- DVD cover
- Based on: Shredderman by Wendelin Van Draanen
- Written by: Russell Marcus
- Directed by: Savage Steve Holland
- Starring: Devon Werkheiser Daniel Roebuck Andrew Caldwell Tim Meadows Dave Coulier Mindy Sterling Francia Almendárez Henry E. Taylor III
- Music by: Paul Doucette
- Country of origin: United States
- Original language: English

Production
- Producers: Lauren Levine Joel S. Rice Gerald T. Olson
- Cinematography: William D. Barber
- Editor: Cindy Parisotto
- Running time: 93 minutes
- Production companies: Dolphin Entertainment WildRice Productions Nickelodeon Productions

Original release
- Network: Nickelodeon
- Release: June 9, 2007

= Shredderman Rules =

Shredderman Rules is a 2007 American television teen film based on Wendelin Van Draanen's Shredderman book series. The film stars Devon Werkheiser, and was originally aired on Nickelodeon on June 9, 2007, with the final episode of Ned's Declassified School Survival Guide, which also starred Werkheiser. It is the first movie to be aired under the banner Nickelodeon Original Movie.

==Plot==
Nolan Byrd, a shy but tech-savvy eighth grader, is assigned a multimedia project by his teacher, Mr. Green. Nolan decides to do an exposé on schoolmate Bubba Bixby, who bullies him and many other students.

Taking the pseudonym "Shredderman" to avoid Bubba's retaliation, Nolan films Bubba bullying other students and uploads the footage to a website, www.shreddermanrules.com, causing Bubba to face discipline from the principal, Dr. Sheila Voss. Nolan later begins filming the school's faculty, including Dr. Voss, and they too are exposed for similarly cruel actions.

Nolan discovers that Bubba's father, Bob, the CEO of a waste management company whom Dr. Voss is close with, is planning to dump sewage in a local pond under the guise of an urban renewal project. Nolan posts the evidence online, and word spreads quickly, inspiring Nolan to sabotage the signing of the deed. Nolan's father, a local journalist, begins investigating the project.

In retaliation, Bob and Bubba attempt to discredit Shredderman by framing him. They steal a guinea pig named Claudette from Nolan's crush, Isabel, but Nolan is able to retrieve her from the pet shop.
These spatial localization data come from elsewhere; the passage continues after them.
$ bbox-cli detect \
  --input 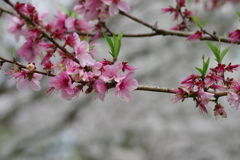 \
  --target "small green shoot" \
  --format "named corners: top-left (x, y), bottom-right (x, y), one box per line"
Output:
top-left (191, 16), bottom-right (209, 30)
top-left (103, 30), bottom-right (124, 59)
top-left (206, 42), bottom-right (230, 63)
top-left (195, 55), bottom-right (210, 77)
top-left (59, 3), bottom-right (77, 18)
top-left (10, 48), bottom-right (15, 58)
On the day of the signing, Nolan manages to expose Bob using a toy boat and two pairs of planes, despite Dr. Voss' attempts to stop him. Bob is arrested and sentenced to community service at the school, while a humiliated Dr. Voss is fired. Nolan's father, after the successful publication of his story, heads to Britain for a bigger story. Shredderman becomes famous, though Nolan continues to conceal his identity and successfully asks Isabel out on a date.

==Cast==
- Devon Werkheiser as Nolan Byrd/"Shredderman"
  - Cajun Moon Holland as young Nolan
- Tim Meadows as Mr. Green
- Andrew Caldwell as Alvin "Bubba" Bixby
- Daniel Roebuck as Bob Bixby
- Mindy Sterling as Dr. Sheila Voss
- Dave Coulier as Steven Byrd
- Clare Carey as Mrs. Byrd
- Francia Almendárez as Isabel Lopez
  - Sarah Mendez as young Isabel
- Kendré Berry as Max Smith
  - T.J. Burnett as young Max
- Marisa Guterman as "Man-Hands" Miriam
- Curtis Armstrong as Mayor Izzo
- Julianna McCarthy as Grandma
- Henry E. Taylor III as Art the Fart
- Alexandra Krosney as Tina Atkins
- Justin Lee as Todd
- Chad Smathers as Randy

==Soundtrack==
- Paul Doucette – "Better Days"
- Smash Mouth – "Walkin' on the Sun"

==Home media==
The film was released on DVD on August 28, 2007, by Sony Pictures Home Entertainment along with The Last Day of Summer.